In the series itself the move was explained as that the airport entry lane for incoming airplanes was right above the house where Peter lived and in a bid to escape the constant noise he wanted to move, it was explained in the first episode of "Löwenzahn". With the help of his cousin "Trude" he considers several means of housing until they pass by a building company and Peter finds interest in an old wooden building site cabin, which he gets.

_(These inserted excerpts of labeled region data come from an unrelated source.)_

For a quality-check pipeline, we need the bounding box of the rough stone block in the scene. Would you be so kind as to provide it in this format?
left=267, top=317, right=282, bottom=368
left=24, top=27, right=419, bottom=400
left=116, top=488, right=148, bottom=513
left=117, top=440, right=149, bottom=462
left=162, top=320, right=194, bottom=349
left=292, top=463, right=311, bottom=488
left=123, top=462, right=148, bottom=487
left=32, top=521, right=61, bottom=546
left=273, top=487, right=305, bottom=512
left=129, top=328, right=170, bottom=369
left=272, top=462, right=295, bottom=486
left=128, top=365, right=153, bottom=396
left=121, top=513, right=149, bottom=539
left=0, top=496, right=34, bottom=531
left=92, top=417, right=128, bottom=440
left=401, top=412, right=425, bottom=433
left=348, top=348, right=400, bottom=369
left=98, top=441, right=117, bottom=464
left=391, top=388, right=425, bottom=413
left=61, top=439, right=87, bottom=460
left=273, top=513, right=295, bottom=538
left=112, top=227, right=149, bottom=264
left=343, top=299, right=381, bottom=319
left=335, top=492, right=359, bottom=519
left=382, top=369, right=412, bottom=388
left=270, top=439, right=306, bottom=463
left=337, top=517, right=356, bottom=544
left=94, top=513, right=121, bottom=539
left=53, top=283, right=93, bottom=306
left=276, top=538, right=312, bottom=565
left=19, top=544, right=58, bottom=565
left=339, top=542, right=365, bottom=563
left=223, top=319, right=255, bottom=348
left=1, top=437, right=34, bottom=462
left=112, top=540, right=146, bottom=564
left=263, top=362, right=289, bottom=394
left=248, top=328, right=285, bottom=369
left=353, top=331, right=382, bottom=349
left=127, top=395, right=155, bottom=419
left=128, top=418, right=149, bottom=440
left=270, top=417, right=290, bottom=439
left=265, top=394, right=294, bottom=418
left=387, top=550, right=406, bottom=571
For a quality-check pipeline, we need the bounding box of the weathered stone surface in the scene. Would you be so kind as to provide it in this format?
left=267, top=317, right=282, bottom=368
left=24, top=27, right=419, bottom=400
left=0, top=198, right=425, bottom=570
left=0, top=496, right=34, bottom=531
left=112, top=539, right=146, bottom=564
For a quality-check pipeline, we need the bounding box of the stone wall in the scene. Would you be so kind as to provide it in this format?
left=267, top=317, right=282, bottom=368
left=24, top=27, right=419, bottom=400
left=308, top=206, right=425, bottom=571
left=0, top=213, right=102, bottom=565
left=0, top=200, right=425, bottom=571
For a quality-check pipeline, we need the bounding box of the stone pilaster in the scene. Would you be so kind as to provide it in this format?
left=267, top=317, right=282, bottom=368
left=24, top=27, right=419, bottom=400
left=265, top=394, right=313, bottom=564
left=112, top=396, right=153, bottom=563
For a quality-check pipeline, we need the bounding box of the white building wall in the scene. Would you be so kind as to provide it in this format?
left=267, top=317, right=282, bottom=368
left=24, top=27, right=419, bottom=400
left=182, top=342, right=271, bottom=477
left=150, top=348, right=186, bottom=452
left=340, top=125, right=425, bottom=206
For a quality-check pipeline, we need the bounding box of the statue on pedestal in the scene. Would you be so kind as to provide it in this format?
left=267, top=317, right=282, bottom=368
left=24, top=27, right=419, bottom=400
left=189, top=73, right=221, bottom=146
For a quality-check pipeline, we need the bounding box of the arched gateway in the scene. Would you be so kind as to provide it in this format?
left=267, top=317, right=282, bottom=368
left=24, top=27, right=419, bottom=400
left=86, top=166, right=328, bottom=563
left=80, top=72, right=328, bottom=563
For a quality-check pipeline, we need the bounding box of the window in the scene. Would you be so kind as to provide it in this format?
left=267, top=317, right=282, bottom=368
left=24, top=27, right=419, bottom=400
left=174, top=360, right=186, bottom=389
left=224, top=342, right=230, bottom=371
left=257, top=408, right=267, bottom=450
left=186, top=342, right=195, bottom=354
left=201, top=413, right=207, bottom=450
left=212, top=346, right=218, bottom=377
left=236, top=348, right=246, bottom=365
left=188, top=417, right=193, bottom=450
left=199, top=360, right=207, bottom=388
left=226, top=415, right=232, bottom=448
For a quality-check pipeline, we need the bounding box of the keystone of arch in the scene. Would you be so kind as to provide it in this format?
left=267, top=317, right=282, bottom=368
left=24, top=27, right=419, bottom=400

Trude offers him to use a lot of land she uses as allotment in the town she lives, "Bärstadt", for placing the cabin.

Most episodes of Löwenzahn are shot in Berlin, where Peter's building site wagon stands, but some episodes, depending on the subject of the episode, were also shot at different places, e.g. an airport-themed episode was shot at Hannover Airport, a ship-themed episode was mostly shot aboard the Finnjet, and a volcano-themed episode was even shot at Lanzarote.

In 2005 Peter Lustig retired from his role as the main host of the show due to health issues. He was replaced by Guido Hammesfahr, under whom the basic format of the show was kept: Fritz Fuchs, the character Hamesfahr plays, still lives in the old wagon, but a few new side characters were added. These include his dog Keks (Cookie), his female friend Yasemin (Sanam Afrashteh) and the strict code enforcement officer Heinz Kluthe (Holger Handtke).

Since 1981, Helmut Krauss had played the role of the fuddy-duddy and clumsy, but good-hearted neighbour Hermann Paschulke, a role that was kept after the takeover by Hammesfahr until Krauss died in August 2019.